Whilst many advisory firms benefit from very low levels of client attrition, others would acknowledge that hanging on to high value, profitable clients has, in these volatile market conditions, been more challenging than it should be, so I thought it might be useful to look at the key reasons clients leave. Research consistently suggests that the two principle causes of client dissatisfaction (and hence defection) are poor service and poor communication. Whilst losing certain clients (overly demanding, unprofitable, unappreciative, “difficult”) might be seen as a bit of a result, on the whole, client retention is a key driver of profitability.
So, what are the 4 most effective ways to lose clients;
Whether that’s in person, by email or over the phone, if you don’t constantly and consistently acknowledge that they exist, they’ll walk… eventually. I read the other day that some retailers impose a “10 Foot Rule” that requires customers to be acknowledged by staff if they are within 10 feet. Find ways to keep in touch and make sure your phones are answered quickly and enthusiastically.
Make it difficult to do business with you.

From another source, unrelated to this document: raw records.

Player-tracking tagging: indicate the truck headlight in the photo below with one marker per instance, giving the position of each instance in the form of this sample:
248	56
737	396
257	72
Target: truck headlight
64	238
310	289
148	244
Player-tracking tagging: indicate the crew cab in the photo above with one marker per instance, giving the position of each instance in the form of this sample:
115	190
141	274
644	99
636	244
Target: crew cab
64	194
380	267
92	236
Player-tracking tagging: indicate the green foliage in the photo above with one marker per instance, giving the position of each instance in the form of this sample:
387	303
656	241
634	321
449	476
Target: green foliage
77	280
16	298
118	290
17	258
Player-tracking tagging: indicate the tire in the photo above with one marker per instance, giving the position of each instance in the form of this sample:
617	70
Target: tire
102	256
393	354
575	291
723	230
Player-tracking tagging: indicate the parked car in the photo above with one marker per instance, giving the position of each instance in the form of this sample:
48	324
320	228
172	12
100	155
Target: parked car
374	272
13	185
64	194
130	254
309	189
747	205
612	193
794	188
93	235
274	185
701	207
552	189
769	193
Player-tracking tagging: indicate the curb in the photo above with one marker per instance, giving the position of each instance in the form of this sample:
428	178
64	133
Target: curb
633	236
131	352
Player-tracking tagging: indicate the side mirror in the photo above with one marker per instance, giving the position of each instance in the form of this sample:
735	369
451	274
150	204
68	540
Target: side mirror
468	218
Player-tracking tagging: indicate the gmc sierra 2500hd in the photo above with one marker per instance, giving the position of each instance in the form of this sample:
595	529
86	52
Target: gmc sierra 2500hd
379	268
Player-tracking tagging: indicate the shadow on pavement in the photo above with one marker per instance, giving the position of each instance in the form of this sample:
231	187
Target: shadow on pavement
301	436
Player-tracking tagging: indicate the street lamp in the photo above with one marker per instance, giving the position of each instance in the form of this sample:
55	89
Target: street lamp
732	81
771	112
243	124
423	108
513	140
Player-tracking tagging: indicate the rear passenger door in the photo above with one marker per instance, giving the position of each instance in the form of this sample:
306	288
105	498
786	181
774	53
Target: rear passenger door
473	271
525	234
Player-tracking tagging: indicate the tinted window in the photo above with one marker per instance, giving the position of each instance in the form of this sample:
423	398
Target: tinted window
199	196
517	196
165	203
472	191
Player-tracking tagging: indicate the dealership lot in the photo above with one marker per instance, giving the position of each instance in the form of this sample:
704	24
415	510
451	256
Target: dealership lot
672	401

Being difficult to get hold of, being unresponsive or taking too much time to get back to clients are guaranteed to undermine their trust in you. Such behaviour suggests (even if it’s not true) that you just don’t care. Particularly in todays culture of “immediate expectation”. Don’t make clients have to work hard when they interact with you. I recently tried to move a reasonable amount of cash to a new bank. Having completed the application, I had a couple of questions. Finding someone who could answer them was incredibly difficult and when I did they asked me to keep a note of the date I posted the application “in case it went astray!” The completed application went in the bin, not the post!
Break your promises.
Be reliable. Being reliable is the quickest way to build trust, so if you say you’ll do something, do it. And do it in the agreed timescale. All the time, every time, no excuses.
Don’t listen to them.
It’s commercial suicide not to listen to what your customers are telling you. Whether that’s listening to what they say they want/need, listening to what they have to say about your service or your business. Don’t wait for them to come to you. Be proactive. Find ways to engage with clients formally and informally and ask them for their feedback and ideas. They’ll be delighted you asked. Make sure however that you respond to what they say. Use the feedback to make changes to your proposition or the way you deliver your service.
What are your tips for avoiding client defections?